Personal informatics now has many different tools for monitoring health and activity. Users can choose different tools for monitoring different goals. This can create a problem which we call ‘scattered subgoals’. For example, maintaining wellbeing includes several subgoals such as “Walking 10000 steps a day”, “Do at least 30 minutes moderate activity per day”, or “Avoid more than 30 minutes of sitting in front of computer”. Users might use step counters such as Fitbit for monitoring a step goal, mobile applications for logging minutes of activity, or notifiers to remind them if they are in static posture for more than 30 minutes. In most cases, they have to visit different web sites to monitor different goals. This makes it hard to monitor goals. Available goal setting systems have not addressed this issue so far.
Our vision is to make it much more easier for people to monitor their diverse goals because our system enables them to aggregate their personal data for all their goals, extracting it from different systems and keeping it in a single store that the individual controls. Since more and more APIs are becoming available for developing mashups for personal health informatics, we can readily extract such information. The challenge still remains to ensure the person can control this aggregation and then manage the information effectively so that it serves their goals.
User access to aggregated information for goal monitoring:
An important part of our work is to enable people to see several goals together and to log salient notes about them. The example in Figure 1 shows a hypothetical user monitoring three goals:
walking 10k steps/day goal (green graph),
having 5 periods of intense activity per week (red dots)

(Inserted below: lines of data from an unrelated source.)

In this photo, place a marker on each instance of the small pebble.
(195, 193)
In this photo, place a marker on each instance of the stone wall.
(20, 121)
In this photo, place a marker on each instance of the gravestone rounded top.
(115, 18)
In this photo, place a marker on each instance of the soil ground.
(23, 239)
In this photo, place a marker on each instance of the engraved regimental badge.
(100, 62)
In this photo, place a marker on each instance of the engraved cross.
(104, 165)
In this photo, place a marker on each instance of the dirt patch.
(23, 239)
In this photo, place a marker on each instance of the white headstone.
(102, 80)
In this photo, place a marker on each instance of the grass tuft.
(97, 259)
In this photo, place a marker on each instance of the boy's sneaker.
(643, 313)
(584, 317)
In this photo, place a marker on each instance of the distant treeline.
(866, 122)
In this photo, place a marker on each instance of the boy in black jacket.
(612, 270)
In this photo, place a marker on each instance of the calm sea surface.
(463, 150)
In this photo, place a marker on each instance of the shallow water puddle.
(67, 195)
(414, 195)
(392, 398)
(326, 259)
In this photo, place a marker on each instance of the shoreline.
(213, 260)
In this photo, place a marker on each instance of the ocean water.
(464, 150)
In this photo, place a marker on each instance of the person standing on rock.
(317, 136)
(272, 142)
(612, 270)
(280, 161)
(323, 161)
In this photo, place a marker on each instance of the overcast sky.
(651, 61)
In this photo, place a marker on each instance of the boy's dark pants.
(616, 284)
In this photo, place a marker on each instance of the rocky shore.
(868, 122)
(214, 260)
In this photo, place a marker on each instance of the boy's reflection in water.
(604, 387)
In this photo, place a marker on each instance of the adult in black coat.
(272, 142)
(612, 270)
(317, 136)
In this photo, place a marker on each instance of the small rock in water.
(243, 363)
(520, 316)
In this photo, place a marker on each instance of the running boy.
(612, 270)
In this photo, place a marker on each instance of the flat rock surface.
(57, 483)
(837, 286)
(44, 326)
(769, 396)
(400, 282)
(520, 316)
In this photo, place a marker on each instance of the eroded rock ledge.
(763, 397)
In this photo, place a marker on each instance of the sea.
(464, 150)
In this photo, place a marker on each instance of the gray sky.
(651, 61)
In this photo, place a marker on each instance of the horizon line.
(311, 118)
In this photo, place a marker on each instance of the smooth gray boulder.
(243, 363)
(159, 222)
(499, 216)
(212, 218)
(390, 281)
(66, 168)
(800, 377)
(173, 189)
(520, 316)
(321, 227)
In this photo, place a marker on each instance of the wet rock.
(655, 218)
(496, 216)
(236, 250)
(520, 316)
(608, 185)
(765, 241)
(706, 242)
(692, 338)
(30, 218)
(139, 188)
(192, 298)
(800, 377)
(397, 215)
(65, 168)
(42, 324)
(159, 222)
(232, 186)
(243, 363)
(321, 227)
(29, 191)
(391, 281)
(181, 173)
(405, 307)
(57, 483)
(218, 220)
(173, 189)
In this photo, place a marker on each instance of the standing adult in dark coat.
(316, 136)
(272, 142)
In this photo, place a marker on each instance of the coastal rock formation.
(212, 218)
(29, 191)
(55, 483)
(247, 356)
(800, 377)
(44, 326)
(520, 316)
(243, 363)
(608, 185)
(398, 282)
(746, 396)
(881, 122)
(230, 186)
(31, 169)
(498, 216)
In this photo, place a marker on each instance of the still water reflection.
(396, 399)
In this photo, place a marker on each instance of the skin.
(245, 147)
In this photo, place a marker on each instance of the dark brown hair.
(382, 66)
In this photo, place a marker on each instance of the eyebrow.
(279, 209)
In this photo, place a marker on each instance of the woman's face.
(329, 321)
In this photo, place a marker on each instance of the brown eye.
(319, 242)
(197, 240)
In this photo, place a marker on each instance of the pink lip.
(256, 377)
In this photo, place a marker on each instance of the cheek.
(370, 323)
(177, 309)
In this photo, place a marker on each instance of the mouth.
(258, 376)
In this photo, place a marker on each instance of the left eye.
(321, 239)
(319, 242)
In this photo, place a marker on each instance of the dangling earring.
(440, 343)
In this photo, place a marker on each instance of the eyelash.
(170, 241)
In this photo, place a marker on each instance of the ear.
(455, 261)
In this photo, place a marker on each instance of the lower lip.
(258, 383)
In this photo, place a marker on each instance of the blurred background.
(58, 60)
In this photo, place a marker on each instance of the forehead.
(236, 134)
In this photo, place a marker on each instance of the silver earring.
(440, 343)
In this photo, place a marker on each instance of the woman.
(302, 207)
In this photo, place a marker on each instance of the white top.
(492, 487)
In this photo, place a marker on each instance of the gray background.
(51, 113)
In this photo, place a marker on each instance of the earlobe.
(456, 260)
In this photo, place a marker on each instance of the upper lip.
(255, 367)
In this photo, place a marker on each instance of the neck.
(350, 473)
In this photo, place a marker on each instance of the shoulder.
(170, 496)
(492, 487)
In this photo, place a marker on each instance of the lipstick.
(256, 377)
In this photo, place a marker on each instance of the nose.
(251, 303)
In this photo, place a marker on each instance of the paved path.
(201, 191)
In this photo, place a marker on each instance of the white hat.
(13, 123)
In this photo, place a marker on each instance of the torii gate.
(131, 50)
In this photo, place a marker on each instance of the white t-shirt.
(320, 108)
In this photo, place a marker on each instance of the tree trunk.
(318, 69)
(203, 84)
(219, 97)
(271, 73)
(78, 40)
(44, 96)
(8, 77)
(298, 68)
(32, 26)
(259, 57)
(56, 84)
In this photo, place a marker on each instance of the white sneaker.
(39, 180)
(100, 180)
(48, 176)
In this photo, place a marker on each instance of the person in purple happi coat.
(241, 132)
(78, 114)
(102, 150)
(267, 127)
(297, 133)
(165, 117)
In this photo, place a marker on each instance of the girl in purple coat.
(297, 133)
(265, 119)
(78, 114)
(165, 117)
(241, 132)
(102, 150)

at least 60 minutes moderate activity daily (blue graph).
Figure 1: Visualisation for goal monitoring
The figure illustrates the user noting a quiz that interfered with achieving the goals (just as they noted that they were sick in the previous week). Theories of metacognition indicate the importance of enabling people to for log such salient life events to explain the progress achieved and make sense of long term information and trends.
User control over managing personal data:
Finally, existing systems lack support for people to manage the lifelong personal information. We have identified several important levels of control:
determining which information can be shared with others;
easy ways to remove information, for example when sensor data is wrong (such as when they allowed someone else to use their step counter);
transforming the information into compacted forms, for example, reducing fine-grained sensor data into higher level information about goals, so reducing the amount of information kept, reducing the risk to privacy it creates.
To achieve user control over goal related data, we will design and evaluate interfaces for managing goals and reflection over long term by defining goals; monitoring the social and cognitive information associated with each goal; and reviewing goals. These will enable users to connect sensors and choose the type and frequency of feedback, including e-mail, tweets, desktop notification and ambient displays. The driving design goal of our framework is to ensure user control of personal data.